Pipeline
The 4-stage diagnosis pipeline in detail.
Risicare's diagnosis pipeline processes errors through four stages.
Pipeline Overview
┌─────────────────┐ ┌─────────────────┐ ┌─────────────────┐ ┌─────────────────┐
│ Stage 1 │ │ Stage 2 │ │ Stage 3 │ │ Stage 4 │
│ Context │ ──▶ │ Taxonomy │ ──▶ │ Root Cause │ ──▶ │ Fix │
│ Extraction │ │ Classification │ │ Analysis │ │ Suggestion │
│ (~100ms) │ │ (~1s) │ │ (~2s) │ │ (~500ms) │
└─────────────────┘ └─────────────────┘ └─────────────────┘ └─────────────────┘
Stage 1: Context Extraction
Purpose
Gather all relevant information from the error trace.
Process
-
Identify error span
- Find span with
status: error - Extract error message and stack trace
- Find span with
-
Collect parent chain
- Walk up the span tree
- Include agent contexts
- Include phase contexts (think/decide/act)
-
Gather sibling spans
- Preceding spans (what happened before)
- Following spans (if any)
-
Extract content
- LLM prompts and completions
- Tool inputs and outputs
- Agent messages
Context Window Management
MAX_SPANS = 50
MAX_TOKENS = 100_000
# Priority order for inclusion:
# 1. Error span (always)
# 2. Direct parents (always)
# 3. LLM spans (high priority)
# 4. Tool spans with errors (high priority)
# 5. Recent sibling spans (medium priority)
# 6. Older context (low priority, summarized)Output
{
"error_span": { ... },
"parent_spans": [ ... ],
"context_spans": [ ... ],
"llm_content": [
{"role": "system", "content": "..."},
{"role": "user", "content": "..."},
{"role": "assistant", "content": "..."}
],
"tool_io": [
{"tool": "search", "input": "...", "output": "..."}
],
"metadata": {
"agent": "researcher",
"phase": "act",
"iteration": 2
}
}Stage 2: Taxonomy Classification
Purpose
Map the error to a specific code in the error taxonomy (154 codes across 10 modules and 35+ categories).
Heuristic-First Classification
Before invoking an LLM, Risicare runs a pattern matcher with 381 regex and keyword rules against the error message, stack trace, and span attributes.

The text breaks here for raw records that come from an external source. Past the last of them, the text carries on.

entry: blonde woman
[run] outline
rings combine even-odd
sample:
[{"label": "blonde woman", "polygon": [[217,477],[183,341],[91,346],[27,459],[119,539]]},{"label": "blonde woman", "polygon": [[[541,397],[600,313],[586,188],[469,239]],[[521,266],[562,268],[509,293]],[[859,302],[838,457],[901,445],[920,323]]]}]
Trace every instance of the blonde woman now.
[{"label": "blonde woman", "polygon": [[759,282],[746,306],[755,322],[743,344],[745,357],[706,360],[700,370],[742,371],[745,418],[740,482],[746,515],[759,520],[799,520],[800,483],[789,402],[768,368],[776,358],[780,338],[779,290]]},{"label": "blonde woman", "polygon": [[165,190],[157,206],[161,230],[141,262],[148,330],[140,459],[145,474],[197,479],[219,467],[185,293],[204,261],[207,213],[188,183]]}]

Each rule maps to a specific error code and produces a confidence score.
- If the pattern matcher produces a confidence >= 0.6, the classification is accepted immediately (typically under 10ms).

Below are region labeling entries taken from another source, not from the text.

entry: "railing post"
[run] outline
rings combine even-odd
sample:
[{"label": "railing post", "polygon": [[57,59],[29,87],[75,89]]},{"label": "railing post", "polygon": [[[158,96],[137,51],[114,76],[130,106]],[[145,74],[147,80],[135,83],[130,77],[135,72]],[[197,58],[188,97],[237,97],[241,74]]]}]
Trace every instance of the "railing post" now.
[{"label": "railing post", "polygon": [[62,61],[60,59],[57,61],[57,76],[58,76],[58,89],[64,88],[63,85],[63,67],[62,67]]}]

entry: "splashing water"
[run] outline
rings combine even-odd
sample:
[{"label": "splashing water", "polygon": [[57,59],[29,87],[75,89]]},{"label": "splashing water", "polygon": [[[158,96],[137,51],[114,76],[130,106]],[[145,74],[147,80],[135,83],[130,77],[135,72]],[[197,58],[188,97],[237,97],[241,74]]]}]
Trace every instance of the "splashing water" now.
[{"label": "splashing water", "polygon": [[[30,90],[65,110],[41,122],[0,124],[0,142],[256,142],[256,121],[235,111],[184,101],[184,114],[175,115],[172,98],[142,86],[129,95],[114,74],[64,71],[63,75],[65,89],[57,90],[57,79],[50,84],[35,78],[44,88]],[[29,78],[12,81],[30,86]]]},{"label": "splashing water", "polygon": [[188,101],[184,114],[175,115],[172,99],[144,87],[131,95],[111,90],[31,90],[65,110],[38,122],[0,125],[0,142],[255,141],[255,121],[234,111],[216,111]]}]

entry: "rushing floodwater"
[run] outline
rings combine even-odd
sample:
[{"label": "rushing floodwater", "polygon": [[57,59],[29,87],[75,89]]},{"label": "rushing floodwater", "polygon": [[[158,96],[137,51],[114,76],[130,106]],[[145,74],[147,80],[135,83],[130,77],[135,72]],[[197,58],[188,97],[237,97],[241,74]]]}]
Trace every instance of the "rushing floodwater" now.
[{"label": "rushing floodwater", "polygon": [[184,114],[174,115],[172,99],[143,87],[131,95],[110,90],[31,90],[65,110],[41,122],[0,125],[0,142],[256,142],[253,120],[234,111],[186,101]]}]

- If confidence is < 0.6 or no pattern matches, the error is forwarded to the LLM classifier.
This heuristic-first approach handles the majority of common errors without an LLM call, significantly reducing latency and cost.
LLM Classifier (Fallback)
Model: gpt-4o-mini - Fast, cost-effective classification for errors that the pattern matcher cannot confidently classify.
Prompt Structure
System: You are an AI agent error classifier. Classify errors into this taxonomy:
[TAXONOMY DEFINITION - 10 modules, 35+ categories]
Rules:
- Choose the most specific code that fits
- Confidence must be 0.0-1.0
- Explain your reasoning briefly
User: [EXTRACTED CONTEXT]
Error: {error_message}
Stack trace: {stack_trace}
Agent: {agent_name}
Phase: {phase}
Output
{
"module": "TOOL",
"category": "EXECUTION",
"subcategory": "TIMEOUT",
"error_code": "TOOL.EXECUTION.TIMEOUT",
"confidence": 0.92,
"reasoning": "The error occurred during tool execution with a 30s timeout. The API call exceeded the configured timeout limit."
}Confidence Thresholds
| Confidence | Action |
|---|---|
| >= 0.8 | High confidence, proceed directly to Stage 3 |
| 0.6 - 0.8 | Medium confidence, proceed but flag for review |
| < 0.6 | Low confidence, escalate to Stage 3 for deeper analysis with gpt-4o |
Fix suggestion threshold
In Stage 4, suggested fixes require a minimum confidence of 0.5 to be included in the diagnosis output. Fixes below this threshold are discarded.
Stage 3: Root Cause Analysis
Purpose
Determine why the error actually occurred, not just what happened.
Model
gpt-4o - Deep reasoning capabilities
Analysis Framework
- Proximate cause: What directly caused the error?
- Contributing factors: What made it more likely?
- Underlying issues: What systemic problems exist?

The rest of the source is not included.